Na terça-feira, a propósito da quantidade e da qualidade das excepções ao confinamento parcial dos próximos dois fins-de-semana, falava eu da “desastrada comunicação de risco” das autoridades. Ontem, António Costa, veio reconhecer: “a culpa é toda minha”. Tão bem se expressou, tanta sinceridade mostrou nesta assumpção de responsabilidade que Liliana Borges, jornalista do Público, titulou assim a notícia: “Costa dá puxão de orelhas a quem procura excepções à regra”. Talvez porque, reconhecendo humildemente ter transmitido mal a mensagem, sempre foi lamentando (e cito) “o concurso para ver onde está a excepção para não cumprir a regra de se ficar em casa”.

Lamento dizê-lo, mas não foi preciso concurso. As excepções eram tantas que a regra “fiquem em casa aos sábados e domingos, entre as 15h e as 6h”, mais parecia um passador. Mas, agora, as excepções diminuíram drasticamente. Bem-haja, senhor primeiro-ministro por esta, tardia mas sensata, clarificação.
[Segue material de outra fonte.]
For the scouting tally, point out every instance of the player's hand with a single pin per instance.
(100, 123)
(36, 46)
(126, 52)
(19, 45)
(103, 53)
E estou a falar a sério.

Évora (e mais 76 concelhos), entra a partir de segunda-feira, na lista vermelha e fica sujeita ao regime mais pesado, onde passam a constar 191 municípios. É pena que o Governo divulgue a lista sem apresentar, para cada um deles, os motivos da sua inclusão.

É pena que o sistema de semáforos proposto há semanas por vários especialistas não tenha sido aceite, nessa altura, pela ministra da Saúde, com o argumento palerma de que estigmatizaria os cidadãos dos concelhos vermelhos. Se o sistema estivesse montado, é provável que em Évora estivesse amarelo, com medidas menos gravosas.

É que recolher obrigatório durante a semana, mais a mais reforçado aos fins-de-semana, sai muito caro à hotelaria, à restauração e aos espectáculos, mas não só. O comércio em geral também sofre. Quem paga os prejuízos? A ministra? Pois se ela não tem culpa de nada!